At first, I thought the world was only about Alpha and Beta. Today, there are six male personality types: Alpha, Beta, Gamma, Omega, Delta, and Sigma.
We’ll go over all of them in a different article.
Today, let’s focus on the top of the food chain: Alpha and Sigma.
The “Sigma male” is a term that describes a type of man who is both independent and socially influential. Sigma males are often seen as enigmatic, brooding, and mysterious. They are not followers or conformists but instead strongly prefer to go their way.
Sigma males often reject the traditional concepts of “Alpha” and “Beta” males and instead forge their unique path. First and foremost, I claim to be a Free Soul. Getting thrown into a bucket called Sigma Male doesn’t bother me, but I lived my life, until today, thinking I’m a unique human being – nothing more, nothing less.
The journey of the Sigma male is often a lonely one. They are seen as outsiders and tend to be misunderstood or ignored in most social circles. Due to their independent nature, they often find it challenging to form meaningful relationships with others and can become isolated and alone. This can lead to feelings of loneliness, depression, and even a sense of hopelessness. It is helpful to look at the concept of “Alpha” and “Beta” males to understand the journey of a Sigma male.
Alpha males are typically seen as the “top dog” in any social circle. They are solid, confident, and often take the lead in any situation.
Beta males, on the other hand, are more passive and submissive. They tend to follow the authority of the Alpha Male and can often be seen as the “sidekick Sigma males, in contrast to Alpha and Beta males, who are not interested in competing for status or power. They do not seek to dominate or control others but instead prefer to go their own way and live on their own terms.
Sigma males are often seen as mysterious, independent, attractive, and intimidating to others. Sigma males often feel a sense of alienation from the typical social structure. They can feel like they don’t fit in and are walking a different path than everyone else.
I never felt rejected. It’s the other way around. People came to me, girls and guys. I had plenty of friends and girlfriends, but I was never in the same group. Even when I played rugby, on and off, for 20 years, I enjoyed being in a team. However, I played in many teams and never felt nostalgia when I was traded from one team to another.
From what I gather, Sigma Male is an introvert. I’m not about doing the Alpha thing, but I never experienced the trauma others drag from a difficult childhood. Having a better childhood than mine should be illegal.
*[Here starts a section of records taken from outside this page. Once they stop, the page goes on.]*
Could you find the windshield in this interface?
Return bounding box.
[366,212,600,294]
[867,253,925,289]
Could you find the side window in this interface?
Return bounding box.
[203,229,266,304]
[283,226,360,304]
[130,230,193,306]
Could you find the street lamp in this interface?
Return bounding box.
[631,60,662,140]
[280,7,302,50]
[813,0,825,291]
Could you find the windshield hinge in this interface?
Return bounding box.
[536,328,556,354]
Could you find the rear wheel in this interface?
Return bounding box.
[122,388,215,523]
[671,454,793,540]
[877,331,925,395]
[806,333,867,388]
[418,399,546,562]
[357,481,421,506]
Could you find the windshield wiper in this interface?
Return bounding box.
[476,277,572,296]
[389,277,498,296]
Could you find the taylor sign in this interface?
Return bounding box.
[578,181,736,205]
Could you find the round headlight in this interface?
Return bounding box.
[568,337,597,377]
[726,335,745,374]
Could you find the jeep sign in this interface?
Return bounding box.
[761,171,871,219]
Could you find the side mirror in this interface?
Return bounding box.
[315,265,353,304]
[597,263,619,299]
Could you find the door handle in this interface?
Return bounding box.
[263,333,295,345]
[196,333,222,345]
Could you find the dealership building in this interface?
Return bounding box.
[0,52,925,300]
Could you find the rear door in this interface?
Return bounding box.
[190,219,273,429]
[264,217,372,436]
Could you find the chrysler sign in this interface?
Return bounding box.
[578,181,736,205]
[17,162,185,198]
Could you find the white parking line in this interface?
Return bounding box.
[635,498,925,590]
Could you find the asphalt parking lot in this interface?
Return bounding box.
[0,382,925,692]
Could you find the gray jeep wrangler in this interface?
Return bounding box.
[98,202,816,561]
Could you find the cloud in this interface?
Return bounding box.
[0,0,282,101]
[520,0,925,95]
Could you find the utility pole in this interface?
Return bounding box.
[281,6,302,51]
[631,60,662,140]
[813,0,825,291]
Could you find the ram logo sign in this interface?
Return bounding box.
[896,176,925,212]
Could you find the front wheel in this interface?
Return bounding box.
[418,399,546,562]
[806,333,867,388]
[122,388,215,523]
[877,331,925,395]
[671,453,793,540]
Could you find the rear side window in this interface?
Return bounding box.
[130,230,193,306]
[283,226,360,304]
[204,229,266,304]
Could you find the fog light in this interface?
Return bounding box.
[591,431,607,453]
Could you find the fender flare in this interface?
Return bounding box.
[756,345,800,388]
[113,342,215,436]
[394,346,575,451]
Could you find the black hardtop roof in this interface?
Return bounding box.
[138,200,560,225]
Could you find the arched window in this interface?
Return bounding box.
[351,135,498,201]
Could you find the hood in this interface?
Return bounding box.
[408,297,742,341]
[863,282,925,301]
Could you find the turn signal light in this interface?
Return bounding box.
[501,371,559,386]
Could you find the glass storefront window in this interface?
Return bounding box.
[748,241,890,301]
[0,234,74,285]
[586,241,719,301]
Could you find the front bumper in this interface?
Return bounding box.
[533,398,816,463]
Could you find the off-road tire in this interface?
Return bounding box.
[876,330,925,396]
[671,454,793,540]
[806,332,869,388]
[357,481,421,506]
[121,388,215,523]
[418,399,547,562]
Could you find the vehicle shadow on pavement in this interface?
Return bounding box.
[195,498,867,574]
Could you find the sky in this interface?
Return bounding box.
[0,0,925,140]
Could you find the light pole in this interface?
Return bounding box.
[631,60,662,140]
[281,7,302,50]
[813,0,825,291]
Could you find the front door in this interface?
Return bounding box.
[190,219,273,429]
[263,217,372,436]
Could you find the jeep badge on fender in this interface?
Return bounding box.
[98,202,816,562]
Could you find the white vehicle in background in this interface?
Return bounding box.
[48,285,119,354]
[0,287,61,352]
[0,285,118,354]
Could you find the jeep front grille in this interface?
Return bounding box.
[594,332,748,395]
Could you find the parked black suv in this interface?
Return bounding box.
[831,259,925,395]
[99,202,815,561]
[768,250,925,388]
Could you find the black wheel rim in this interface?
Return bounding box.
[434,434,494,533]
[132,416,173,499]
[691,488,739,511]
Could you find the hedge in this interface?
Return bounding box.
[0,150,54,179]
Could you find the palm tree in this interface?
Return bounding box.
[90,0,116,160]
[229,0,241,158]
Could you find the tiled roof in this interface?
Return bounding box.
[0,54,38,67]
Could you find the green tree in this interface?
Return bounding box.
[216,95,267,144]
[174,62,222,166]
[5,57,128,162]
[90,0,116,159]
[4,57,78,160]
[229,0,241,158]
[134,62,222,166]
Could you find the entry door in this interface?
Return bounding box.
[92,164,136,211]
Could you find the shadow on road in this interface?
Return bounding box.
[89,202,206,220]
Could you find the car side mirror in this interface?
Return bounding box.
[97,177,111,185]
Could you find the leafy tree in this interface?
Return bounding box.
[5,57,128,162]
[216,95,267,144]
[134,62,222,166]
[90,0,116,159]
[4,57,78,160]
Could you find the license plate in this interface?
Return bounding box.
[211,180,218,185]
It’s not my case, but being different can lead to loneliness, as Sigma males don’t feel like they have anyone to rely on or connect with. They can also be seen as aloof and unapproachable, further alienating them from potential relationships.
The journey of the Sigma male is often one of self-discovery and growth.
They must learn to embrace their independence and be comfortable in their skin. I was born in 1969. Today, I can look back in the rearview mirror.
Yes, I had to figure out life, like you.
I worked to overcome loneliness and learn to appreciate and accept myself for who I am. Everyone else wanted to be within a group of friends. I was welcomed by any group, anywhere, anytime. Being alone was not a problem. It’s the other way around. Even today, I escape from the group to enjoy being alone. For example, it could be at a party or when I do sports. At one point, I need to get the F out of there. When the feeling arises, I’m gone faster than you think. My family and friends became used to this weird behavior.
With time and effort, Sigma Males can learn to find their place in the world and find fulfillment and happiness on their own terms. To better understand the journey of the Sigma male, it is essential to look at the various challenges they face.
One of the biggest challenges is finding a sense of belonging in a world that is often hostile to independence. Sigma males must learn to be comfortable with their own thoughts and feelings and to be okay with the fact that they may not fit into the traditional social structure.
Another challenge is learning to develop meaningful relationships. Sigma males are often seen as aloof, so forming meaningful connections with others can be difficult. They must also learn to trust others, open up, and be vulnerable. This can be daunting for someone who is used to being independent and self-sufficient. Finally, Sigma Males must learn to value themselves and their journey. They must learn to accept themselves for who they are and to appreciate their unique perspective on the world. Sigma Males must also learn to take responsibility for their happiness and fulfillment and find their path in life.